L’immondizia dell’Everest si trasforma in arte, con il progetto del Sagarmatha Next Center

di - 8 Febbraio 2021

Anche le vette più alte e complicate da raggiungere del mondo, come l’Everest, purtroppo, sono vittima dell’inquinamento dovuto ai rifiuti: per ovviare a questo grosso problema, il Sagarmatha Next Center ha ideato un progetto molto originale, che avrà lo scopo di unire l’utile al dilettevole, trasformando la spazzatura in arte, per preservare l’ambiente.

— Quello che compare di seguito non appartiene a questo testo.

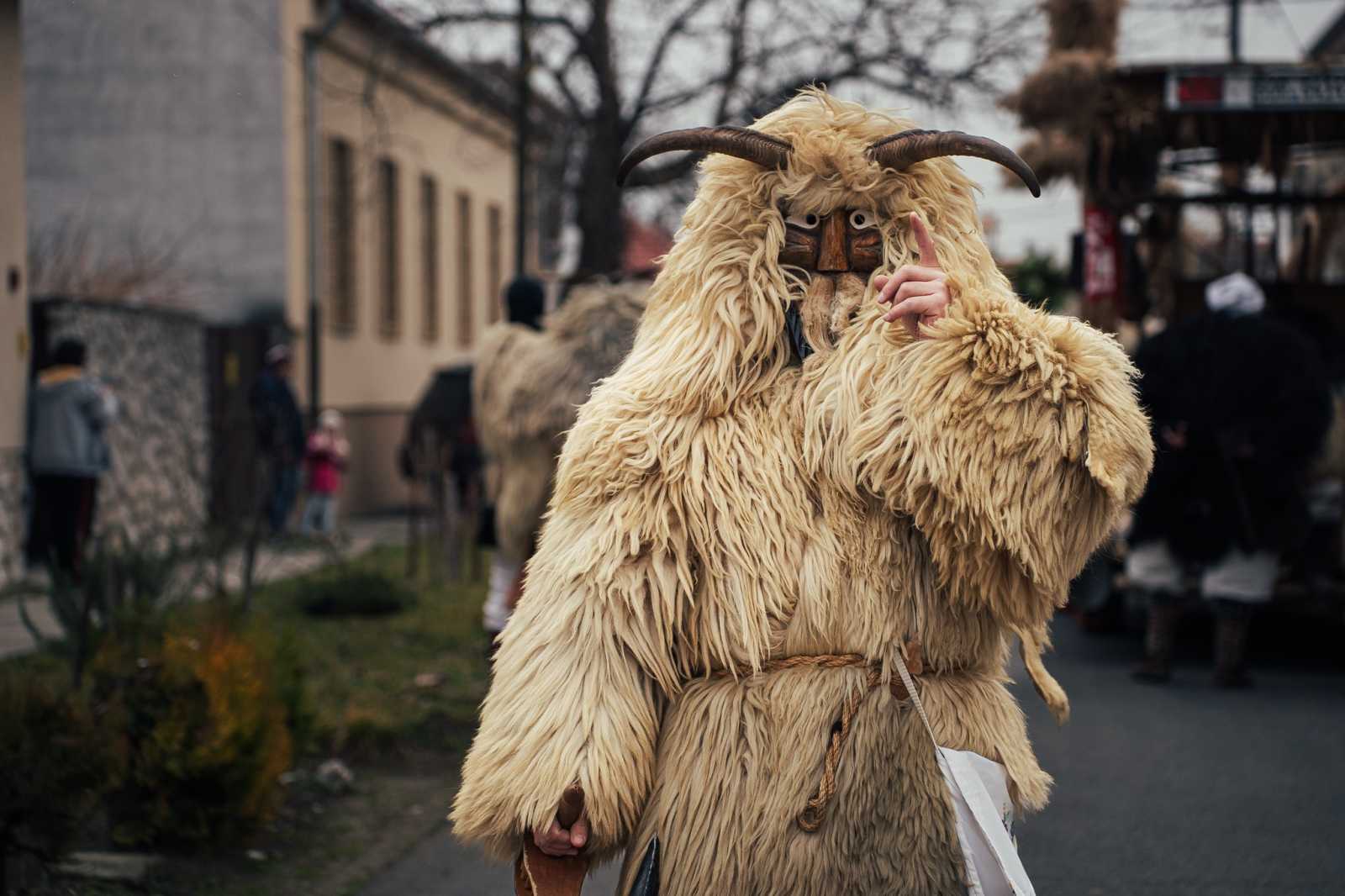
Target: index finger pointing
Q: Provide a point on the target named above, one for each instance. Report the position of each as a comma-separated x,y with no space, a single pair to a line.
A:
925,242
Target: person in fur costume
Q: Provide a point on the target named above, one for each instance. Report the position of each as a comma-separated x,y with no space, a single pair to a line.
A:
1241,407
755,519
531,374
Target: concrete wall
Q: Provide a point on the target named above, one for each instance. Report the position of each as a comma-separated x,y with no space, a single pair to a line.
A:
13,289
155,363
159,123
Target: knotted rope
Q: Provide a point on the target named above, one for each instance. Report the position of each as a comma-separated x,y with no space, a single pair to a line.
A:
814,813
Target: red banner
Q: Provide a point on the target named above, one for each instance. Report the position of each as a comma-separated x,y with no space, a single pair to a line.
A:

Il monte Everest, nell’immaginario collettivo, è identificato spesso come un luogo remoto, incontaminato, non intaccato dalle impurità che troviamo tra le strade delle nostre città. Eppure, nella primavera del 2019, dopo un’analisi sui campioni di neve e di acqua provenienti dalla cima della montagna, è stata rilevata un’alta contaminazione da microplastiche. Questo dato allarmante va sommato alla grande quantità d’immondizia abbandonata sulla montagna, come bombole di ossigeno usate, tende strappate, corde, scale rotte, lattine e involucri di plastica, tutti gettati da alpinisti ed escursionisti. Allo stato attuale, i rifiuti vengono raccolti e portati giù dalla montagna attraverso un sentiero e poi gestiti dal “Comitato per il controllo dell’inquinamento di Sagarmatha”. Dopo di che vengono scaricati o bruciati in fosse aperte, provocando l’inquinamento dell’aria, dell’acqua e del suolo circostante.

Una galleria d’arte per i rifiuti

Con l’obiettivo di pulire la montagna e sensibilizzare chi la frequenta, il Museo dell’Himalaya e del Parco Sostenibile hanno organizzato un’iniziativa per salvare la bellezza del monte Everest dalla sporcizia. Verrà istituito un centro informazioni per visitatori e una struttura di riciclaggio dei rifiuti. La volontà è di impiegare artisti stranieri e locali per la creazione di opere d’arte con la collaborazione dei turisti e della gente del posto.

Tommy Gustafsson, direttore del progetto e co-fondatore del Sagarmatha Next Center, ha dichiarato di voler «Mostrare come trasformare i rifiuti solidi in preziose opere d’arte» con la speranza di «Cambiare la percezione delle persone sulla spazzatura e di gestirla». Gustafsson ha inoltre aggiunto che attraverso questo progetto c’è la volontà di «Generare occupazione e reddito».

Il centro si trova a un’altitudine di 3780 metri a Syangboche, sul sentiero principale per il campo base dell’Everest, a due giorni di cammino da Lukla, la porta d’accesso alla montagna. I prodotti artistici creati con i rifiuti verranno esposti in una galleria d’arte creata nel centro e venduti come souvenir, l’obiettivo è sempre quello di cercare di sensibilizzare e consapevolizzare sulle problematiche dell’ambiente.

Il Sagarmatha Next Center prevede di riaprire le sue porte verso la primavera, probabilmente con ingressi contingentati a causa della pandemia. Inoltre, sempre nell’ambito dello stesso progetto, a ogni visitatore della montagna verrà richiesto di partecipare all’iniziativa “carrymeback” (portami indietro): ogni turista o escursionista sarà invitato a portare un sacchetto contenente un chilogrammo di spazzatura all’aeroporto di Lukla, dove l’immondizia sarà trasportata in aereo a Kathmandu per lo smaltimento.

La trasformazione di un pezzo di scarto in un’opera d’arte diventa così portatrice di un messaggio. Ogni opera racconterà la sua storia ma, soprattutto, ci ricorderà che di pianeta abitabile ne abbiamo solo uno e che è nostra la responsabilità di proteggerlo.